Fischer's Hell (5,1%) Fischer’s Stiftungsbräu seit 1691 aus
Erding in Bayern:
Das sieht ja edel aus. Dezent. Gekonnt gestaltet. Zurückhaltend
erhaben. Graphisch sehr ansprechend. - - Erding!? Da war doch was …
Der Schaum könnte nicht besser gestaltet sein. Ich bereue es fast,
dieses Bier nicht sanfter eingeschenkt zu haben. Das ist richtig stramm.
Treberartiger Geruch. Viel Malz. Natürlich aber etwas schwer. Die
Farbe ist hell- bis mittelgelb und klar.
Der Antrank ist intensiv. Das ist viel Malz im Spiel Aber auch eine
Schwere, die auf das Aroma drückt. Blickt man auf das Etikett,
so sieht man, dass dieses Bier bis Oktober 2006 haltbar war. Nun haben
wir den 30.11. Was nicht weiter schlimm sein sollte. Aber hier spürt
man die Unfrische ein wenig. Das Bier ist nicht mehr dynamisch und agil
genug. Trotz der Vollmundigkeit und Tiefe, die es ausstrahlt und verkörpert,
kommt nur gedämpfte Stimmung auf. Außerdem schwimmt in diesem
Bier etwas, das sich nicht rausfischen lässt, immer wieder entschlüpft,
und aussieht wie eine Minnigarnele. Möglich, das ich das reingeschubst
hab. Möglich, dass es eingebraut wurde. Sieht auf jeden seltsam
aus, wie das Ding mittig festhängt und die Kohlensäure daran
nach oben strömt. Aber ich krieg’s schon noch. Gut. Zurück
zum Geschmack. Wie erwähnt, sehr malzig. Es fehlt aber die nötige
Frische und Spannkraft. (Die Garnele hält sich übrigens genau
in der Mitte des Bieres, im Zentrum des Glases. Bewegt sich keinen Millimeter.

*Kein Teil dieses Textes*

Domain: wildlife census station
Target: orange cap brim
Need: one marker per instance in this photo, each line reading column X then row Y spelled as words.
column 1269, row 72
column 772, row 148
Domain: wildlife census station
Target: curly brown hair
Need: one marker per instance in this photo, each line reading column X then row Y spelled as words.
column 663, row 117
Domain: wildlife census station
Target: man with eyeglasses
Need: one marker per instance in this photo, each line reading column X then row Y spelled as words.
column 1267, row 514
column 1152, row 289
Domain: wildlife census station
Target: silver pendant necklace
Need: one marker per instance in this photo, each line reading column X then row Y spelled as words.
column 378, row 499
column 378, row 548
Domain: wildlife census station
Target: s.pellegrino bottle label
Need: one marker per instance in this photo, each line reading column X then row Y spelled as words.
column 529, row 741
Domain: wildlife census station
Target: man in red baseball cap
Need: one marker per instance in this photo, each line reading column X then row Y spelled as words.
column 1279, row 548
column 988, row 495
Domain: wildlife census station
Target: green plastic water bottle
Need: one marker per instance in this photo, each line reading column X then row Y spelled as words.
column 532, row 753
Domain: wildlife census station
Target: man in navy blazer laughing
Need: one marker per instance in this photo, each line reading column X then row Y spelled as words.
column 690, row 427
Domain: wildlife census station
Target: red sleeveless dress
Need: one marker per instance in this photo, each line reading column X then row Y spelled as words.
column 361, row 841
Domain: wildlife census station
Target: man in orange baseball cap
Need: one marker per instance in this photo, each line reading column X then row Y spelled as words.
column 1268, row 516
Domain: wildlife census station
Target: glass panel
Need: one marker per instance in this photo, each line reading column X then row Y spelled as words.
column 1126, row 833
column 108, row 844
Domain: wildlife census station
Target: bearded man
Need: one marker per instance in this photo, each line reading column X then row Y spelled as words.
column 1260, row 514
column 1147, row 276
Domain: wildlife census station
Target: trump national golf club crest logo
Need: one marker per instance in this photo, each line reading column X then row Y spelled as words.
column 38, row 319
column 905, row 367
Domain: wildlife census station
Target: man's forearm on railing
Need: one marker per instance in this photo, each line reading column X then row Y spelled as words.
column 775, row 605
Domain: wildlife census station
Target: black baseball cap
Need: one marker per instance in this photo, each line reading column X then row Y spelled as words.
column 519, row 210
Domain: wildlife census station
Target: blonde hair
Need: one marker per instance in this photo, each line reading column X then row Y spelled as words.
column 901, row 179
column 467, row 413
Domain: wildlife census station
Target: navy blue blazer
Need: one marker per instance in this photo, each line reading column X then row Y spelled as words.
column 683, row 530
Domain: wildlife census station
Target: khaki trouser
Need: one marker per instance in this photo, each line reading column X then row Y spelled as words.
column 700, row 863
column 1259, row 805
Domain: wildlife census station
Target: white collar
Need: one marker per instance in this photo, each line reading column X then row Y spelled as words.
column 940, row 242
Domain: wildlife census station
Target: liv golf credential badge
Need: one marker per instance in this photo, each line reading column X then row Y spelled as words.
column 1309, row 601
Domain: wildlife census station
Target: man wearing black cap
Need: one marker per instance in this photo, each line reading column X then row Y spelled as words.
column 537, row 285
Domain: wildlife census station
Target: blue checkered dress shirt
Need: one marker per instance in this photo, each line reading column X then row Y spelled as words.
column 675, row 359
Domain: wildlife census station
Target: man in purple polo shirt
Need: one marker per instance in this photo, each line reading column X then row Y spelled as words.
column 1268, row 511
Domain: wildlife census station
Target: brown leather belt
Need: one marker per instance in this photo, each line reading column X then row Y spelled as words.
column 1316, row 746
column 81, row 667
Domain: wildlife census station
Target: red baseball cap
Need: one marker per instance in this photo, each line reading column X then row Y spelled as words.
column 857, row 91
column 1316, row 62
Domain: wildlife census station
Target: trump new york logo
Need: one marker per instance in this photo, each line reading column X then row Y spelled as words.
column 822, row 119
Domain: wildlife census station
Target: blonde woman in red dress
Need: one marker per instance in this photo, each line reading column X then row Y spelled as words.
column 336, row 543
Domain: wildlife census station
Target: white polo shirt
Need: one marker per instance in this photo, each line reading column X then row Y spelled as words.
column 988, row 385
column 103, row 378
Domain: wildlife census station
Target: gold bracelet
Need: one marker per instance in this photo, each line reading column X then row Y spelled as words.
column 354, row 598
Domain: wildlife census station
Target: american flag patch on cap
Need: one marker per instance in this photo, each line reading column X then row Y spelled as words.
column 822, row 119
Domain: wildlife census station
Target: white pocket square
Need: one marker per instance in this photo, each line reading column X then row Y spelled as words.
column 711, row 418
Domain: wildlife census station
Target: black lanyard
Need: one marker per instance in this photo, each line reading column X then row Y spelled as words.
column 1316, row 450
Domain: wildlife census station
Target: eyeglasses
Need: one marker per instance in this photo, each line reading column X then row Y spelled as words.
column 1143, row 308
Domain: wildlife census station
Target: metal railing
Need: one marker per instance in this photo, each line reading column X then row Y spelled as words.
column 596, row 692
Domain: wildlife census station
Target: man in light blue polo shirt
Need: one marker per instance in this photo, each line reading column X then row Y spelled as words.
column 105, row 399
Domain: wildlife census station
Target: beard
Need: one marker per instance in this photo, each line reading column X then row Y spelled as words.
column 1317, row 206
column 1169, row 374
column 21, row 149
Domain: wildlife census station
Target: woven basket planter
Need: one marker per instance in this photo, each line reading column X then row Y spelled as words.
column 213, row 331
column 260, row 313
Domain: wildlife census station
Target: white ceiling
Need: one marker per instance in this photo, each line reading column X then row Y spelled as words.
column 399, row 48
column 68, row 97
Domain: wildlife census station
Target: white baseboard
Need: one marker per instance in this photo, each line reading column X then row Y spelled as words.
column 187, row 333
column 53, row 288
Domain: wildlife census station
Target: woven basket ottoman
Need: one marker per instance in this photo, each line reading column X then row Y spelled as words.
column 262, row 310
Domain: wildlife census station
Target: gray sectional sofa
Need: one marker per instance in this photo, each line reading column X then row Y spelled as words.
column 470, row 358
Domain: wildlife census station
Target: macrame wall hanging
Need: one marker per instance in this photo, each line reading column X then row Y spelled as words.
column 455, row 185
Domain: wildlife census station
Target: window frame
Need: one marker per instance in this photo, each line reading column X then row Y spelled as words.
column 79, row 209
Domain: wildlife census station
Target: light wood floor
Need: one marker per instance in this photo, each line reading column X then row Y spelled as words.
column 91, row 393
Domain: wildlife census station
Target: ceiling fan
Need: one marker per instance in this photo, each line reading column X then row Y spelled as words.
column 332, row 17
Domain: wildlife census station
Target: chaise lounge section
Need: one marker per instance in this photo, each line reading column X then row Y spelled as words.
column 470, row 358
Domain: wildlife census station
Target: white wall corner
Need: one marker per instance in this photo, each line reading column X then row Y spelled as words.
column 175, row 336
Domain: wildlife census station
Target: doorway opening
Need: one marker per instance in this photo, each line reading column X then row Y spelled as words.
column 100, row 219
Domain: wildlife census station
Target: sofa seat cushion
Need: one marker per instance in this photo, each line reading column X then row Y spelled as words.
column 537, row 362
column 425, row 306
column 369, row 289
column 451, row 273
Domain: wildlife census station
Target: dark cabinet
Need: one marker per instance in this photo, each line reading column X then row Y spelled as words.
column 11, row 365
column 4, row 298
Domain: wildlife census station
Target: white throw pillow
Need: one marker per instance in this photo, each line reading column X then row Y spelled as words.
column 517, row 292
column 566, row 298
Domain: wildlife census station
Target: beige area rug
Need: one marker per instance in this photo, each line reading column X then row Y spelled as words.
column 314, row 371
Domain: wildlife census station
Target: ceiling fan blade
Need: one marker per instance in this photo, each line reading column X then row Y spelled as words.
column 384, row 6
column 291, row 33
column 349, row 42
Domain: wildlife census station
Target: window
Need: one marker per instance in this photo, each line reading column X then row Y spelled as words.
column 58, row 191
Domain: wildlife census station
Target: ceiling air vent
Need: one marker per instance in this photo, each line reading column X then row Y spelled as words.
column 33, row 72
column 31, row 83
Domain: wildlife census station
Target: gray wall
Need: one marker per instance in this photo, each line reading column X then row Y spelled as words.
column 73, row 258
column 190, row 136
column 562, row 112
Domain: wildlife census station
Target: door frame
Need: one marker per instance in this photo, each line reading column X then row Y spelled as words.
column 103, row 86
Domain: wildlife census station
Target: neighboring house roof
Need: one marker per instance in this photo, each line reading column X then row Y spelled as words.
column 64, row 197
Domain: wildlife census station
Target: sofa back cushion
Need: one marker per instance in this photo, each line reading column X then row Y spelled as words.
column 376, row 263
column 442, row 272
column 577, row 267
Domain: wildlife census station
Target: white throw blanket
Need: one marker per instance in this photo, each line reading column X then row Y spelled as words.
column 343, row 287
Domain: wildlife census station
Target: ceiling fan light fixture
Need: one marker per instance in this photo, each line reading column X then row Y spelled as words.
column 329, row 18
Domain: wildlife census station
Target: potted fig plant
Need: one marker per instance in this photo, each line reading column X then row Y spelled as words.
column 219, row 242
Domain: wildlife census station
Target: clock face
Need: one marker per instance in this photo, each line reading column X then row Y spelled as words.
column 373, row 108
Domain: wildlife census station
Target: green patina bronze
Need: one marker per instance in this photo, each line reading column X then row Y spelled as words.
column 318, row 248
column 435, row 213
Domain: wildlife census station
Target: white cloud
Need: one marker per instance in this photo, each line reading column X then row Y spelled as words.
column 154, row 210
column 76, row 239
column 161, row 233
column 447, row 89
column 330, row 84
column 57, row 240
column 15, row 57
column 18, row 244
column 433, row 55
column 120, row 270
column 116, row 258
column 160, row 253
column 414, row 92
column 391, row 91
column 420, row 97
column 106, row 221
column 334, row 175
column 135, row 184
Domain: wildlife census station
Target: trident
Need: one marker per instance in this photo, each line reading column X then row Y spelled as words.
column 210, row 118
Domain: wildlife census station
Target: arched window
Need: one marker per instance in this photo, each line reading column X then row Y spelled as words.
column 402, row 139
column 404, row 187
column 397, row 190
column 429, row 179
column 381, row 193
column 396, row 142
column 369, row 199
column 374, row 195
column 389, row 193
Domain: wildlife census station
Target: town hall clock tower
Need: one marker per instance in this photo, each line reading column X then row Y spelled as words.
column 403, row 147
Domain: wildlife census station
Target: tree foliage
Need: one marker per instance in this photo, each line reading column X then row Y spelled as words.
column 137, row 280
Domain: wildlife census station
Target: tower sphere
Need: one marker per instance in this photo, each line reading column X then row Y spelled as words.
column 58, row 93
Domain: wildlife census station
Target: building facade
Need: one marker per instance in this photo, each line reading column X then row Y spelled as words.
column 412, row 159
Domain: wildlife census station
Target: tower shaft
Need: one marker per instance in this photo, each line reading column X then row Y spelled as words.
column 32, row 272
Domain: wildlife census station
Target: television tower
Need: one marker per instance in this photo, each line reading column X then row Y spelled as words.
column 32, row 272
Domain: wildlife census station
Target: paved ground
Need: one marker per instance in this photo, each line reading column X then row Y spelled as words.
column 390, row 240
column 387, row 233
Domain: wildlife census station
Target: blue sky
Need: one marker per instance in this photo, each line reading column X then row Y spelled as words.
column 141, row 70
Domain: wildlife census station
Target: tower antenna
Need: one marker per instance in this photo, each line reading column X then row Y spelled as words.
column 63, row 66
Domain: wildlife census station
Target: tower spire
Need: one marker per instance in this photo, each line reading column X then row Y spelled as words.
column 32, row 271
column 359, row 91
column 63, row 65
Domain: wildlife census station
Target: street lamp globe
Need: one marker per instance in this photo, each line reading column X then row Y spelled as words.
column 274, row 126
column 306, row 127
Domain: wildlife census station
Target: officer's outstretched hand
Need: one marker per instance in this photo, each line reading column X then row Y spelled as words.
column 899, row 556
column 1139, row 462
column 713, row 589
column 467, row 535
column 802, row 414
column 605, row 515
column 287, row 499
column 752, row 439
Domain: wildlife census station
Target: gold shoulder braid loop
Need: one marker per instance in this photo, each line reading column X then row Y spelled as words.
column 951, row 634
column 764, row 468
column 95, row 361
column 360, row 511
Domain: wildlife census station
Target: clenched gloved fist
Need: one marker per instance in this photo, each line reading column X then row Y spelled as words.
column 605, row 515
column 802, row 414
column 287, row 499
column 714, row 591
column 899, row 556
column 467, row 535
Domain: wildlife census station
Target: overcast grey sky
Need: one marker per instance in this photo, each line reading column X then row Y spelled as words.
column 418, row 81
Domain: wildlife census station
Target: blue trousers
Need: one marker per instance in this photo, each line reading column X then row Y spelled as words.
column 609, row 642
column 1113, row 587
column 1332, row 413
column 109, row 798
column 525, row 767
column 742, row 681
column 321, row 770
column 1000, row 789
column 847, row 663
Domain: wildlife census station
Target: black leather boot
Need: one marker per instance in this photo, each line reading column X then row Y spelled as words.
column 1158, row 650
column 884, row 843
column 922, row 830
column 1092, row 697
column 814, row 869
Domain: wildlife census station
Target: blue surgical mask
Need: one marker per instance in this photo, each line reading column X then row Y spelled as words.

Unglaublich. Wenn man trinkt und dabei das Glas anwinkelt, gleicht sie
das akkurat aus. Wie ferngesteuert. Man nimmt instinktiv nur kleine
Schlucke.) Der Hopfen kommt auch zur Geltung. Wirkt holzig und etwas
ungelenk, hat aber einen guten Einfluss auf den Geschmack, kontert die
Süße etwas. Aber in der Summe wirkt dieses Helle doch nicht
aktiv genug und das Aroma eingeengt. Obschon dieses Bier eine gewisse
Klasse andeutet, kann dieselbige sie nicht wirklich beweisen. Dieses
Bier müsste man nochmals trinken. Frisch. Vom Fass. Und die Garnele
ist jetzt doch nach unten gesunken und liegt am Boden. Das beruhigt
mich, denn nun kann ich meine durchschnittliche Einsaugmenge etwas nach
oben trimmen. Aber ein gutes Gefühl hat man dabei nicht.
Fazit: Minigarnele
Wertung: + + + - [t 11/06]
Gebraut nach dem Reinheitsgebot von 1516: JA
Inhaltsstoffe: Wasser, Gerstenmalz, Hopfen
PS: Vielen Dank an Eckardt K. aus Freising für
die Beschaffung und Zusendung dieses Bieres.